Enduring Irma’s aftermath knowing others had it far worse

Our family turned off the lights late that Saturday night, Irma time, and on Sunday morning we couldn’t turn them back on. We didn’t need electric light at 7 a.m., but the air conditioning and fans weren’t working so we tried the bedside lamps as a token of verification.

Click, click. Not very bright.

As resident author, it was my duty to utter suitable remarks. I uttered three: one profane, the second obscene, the third blasphemous.

Oh, the hardship! Imagine lukewarm showers after two days, cold after three. If not for a lifetime of rugged outdoorsmanship, plus a propane camp stove to make coffee, what fate might have befallen us?

On day six, Friday, treemen from Texas came and chain-sawed a neighbor’s too-tall three-trunk gumbo limbo tree off the electric wires. They were followed by a band of powerline rebuilders from Mississippi, and at 5 p.m. the lights came on and the air conditioners went to work.

When the fixers arrived, they looked a little afraid of us. Bullseye wagged his tail, assuming they were here to play with him. Maureen, who lives on the corner, walked up with snacks and drinks and the guys ducked. When she didn’t throw any at them, they were so grateful I thought they were going to cry. They told us a lot of people had been denouncing them for not showing up sooner.

Like the fabled unknown philosopher who wept because he had no shoes, we had stopped weeping when we started meeting men who had no feet. It seemed almost everyone suffered more than we did.

For example, electricity still had not been restored in the wealthier neighborhood across the avenue. Naturally the people over there were unrestful, but the rich don’t riot.

They were pretty angry, though, as if forgetting what Harvey had done in Houston. I hope they got over it when at last they were able to turn on television and witness what Irma did to the Lower Keys and the Gulf Coast where there were many men who had no feet.

I say that figuratively, for many men there had feet but no homes, jobs or boats. I think a lot of people might have considered giving up a foot to get those back. At least if they had insurance to cover the amputation.

As the Keys surge subsided, it sucked away all sorts of stuff, natural to man-made.

Over in Everglades City and Chokoloskee, hurricane damage was as bad as in the Keys, though on a smaller scale. My friends Karen and Dave Risberg of Pembroke Pines didn’t have insurance to cover the damage to the fishing shack they bought earlier in the year.

You know the Glades Haven Cozy Cabins in Everglades City? That’s the place. Across the road at Everglades National Park’s Gulf coast visitor center, the U.S. Geological Survey estimated the tidal surge at 8.78 feet. The visitor center is elevated a lot higher than the cabins, but it’s unusable too.

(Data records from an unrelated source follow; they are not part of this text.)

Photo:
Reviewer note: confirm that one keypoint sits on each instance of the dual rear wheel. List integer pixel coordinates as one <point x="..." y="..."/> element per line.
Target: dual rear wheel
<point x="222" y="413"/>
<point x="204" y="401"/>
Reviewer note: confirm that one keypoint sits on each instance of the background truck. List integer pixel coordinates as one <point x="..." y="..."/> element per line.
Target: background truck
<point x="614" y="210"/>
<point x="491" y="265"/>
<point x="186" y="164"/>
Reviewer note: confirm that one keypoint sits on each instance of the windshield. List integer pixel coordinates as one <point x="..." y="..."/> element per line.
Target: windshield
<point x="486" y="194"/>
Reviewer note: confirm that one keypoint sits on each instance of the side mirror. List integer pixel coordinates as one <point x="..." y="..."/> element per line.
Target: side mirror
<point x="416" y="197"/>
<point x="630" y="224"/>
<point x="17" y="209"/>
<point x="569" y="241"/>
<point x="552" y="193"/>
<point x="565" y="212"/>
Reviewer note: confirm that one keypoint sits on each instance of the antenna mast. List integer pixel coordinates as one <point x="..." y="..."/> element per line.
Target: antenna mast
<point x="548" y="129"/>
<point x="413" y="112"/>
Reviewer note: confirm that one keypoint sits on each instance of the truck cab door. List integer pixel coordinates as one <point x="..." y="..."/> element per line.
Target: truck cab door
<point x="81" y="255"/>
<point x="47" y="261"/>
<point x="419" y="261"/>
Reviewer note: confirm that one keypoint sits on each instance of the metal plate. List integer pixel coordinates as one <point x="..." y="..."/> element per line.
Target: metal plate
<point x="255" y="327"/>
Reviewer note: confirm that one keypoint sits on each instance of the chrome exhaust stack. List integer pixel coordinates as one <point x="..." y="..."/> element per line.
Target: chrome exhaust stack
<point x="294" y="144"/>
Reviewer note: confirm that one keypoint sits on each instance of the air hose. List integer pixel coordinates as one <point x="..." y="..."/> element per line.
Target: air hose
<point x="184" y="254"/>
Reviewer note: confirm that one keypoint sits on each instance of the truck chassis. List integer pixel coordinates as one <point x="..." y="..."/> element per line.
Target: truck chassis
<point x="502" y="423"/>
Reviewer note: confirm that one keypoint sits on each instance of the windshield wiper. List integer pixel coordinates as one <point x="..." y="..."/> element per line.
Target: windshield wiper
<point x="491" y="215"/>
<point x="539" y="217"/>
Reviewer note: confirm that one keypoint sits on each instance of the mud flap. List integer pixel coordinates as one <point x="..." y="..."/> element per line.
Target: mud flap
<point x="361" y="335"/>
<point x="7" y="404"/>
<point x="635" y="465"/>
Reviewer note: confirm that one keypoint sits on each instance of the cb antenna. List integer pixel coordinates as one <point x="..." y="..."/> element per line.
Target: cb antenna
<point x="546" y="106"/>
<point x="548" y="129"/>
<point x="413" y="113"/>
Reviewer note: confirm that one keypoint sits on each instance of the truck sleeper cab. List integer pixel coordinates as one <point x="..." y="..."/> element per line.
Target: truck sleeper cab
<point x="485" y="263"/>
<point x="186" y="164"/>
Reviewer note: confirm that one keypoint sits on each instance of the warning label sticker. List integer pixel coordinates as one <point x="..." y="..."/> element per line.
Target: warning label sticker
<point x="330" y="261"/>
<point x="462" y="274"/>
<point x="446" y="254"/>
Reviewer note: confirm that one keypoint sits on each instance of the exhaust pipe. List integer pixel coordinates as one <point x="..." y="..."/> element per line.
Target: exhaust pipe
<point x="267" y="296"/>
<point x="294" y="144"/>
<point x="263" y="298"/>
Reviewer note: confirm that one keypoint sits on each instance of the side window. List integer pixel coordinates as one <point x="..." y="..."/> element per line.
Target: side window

A friend with access to real-time satellite pix sent the Risbergs one that showed their cabin and 20 others partly to entirely off their foundations of stacked cement blocks. Driving over there once state highway 29 was cleared, they knew it was going to be bad.

“The town looks like a war zone,” said Dave, a Navy Reserve officer who has seen real war zones. “No electricity or water in most areas. There are many emergency tents set up for the locals, offering water, food, hot showers. Many people have worse damage. Many others lost vehicles and their primary residences.”

The Risberg cabin was not as bad as that, but still pretty bad. At first, they thought they would have to give the place up. Without insurance, buying there in the first place now looked like a lost gamble.

Later they returned to get dirty and make more thoughtful, realistic judgments. Dave’s report: “After three long, grueling days in 94-degree heat, Karen and I have removed everything not nailed down. All appliances are in the trash. All furniture is out there with it. None of our personal items were affected, aside from a book or two.

“The one [cabin] behind me did better but everyone had sea water, mud and grass inside. We think a tornado took the roof of one, the only cabin to lose a roof.

“Everyone lost all appliances and furniture. If you invest in 300 refrigerators and set up shop in another week I don't think you will be able to keep up with demand. This affected the entire city! Chokoloskee and Plantation Key are worse.”

Dave said a friend named Paul, an expert at gutting and restoring houses, will help them to put their place back together: That makes a nice ending, doesn’t it? Yes, but I like even better what Dave said about the ruined appliances, furniture and other goods he left piled on the swale: “I am more fortunate than most. It’s only stuff.”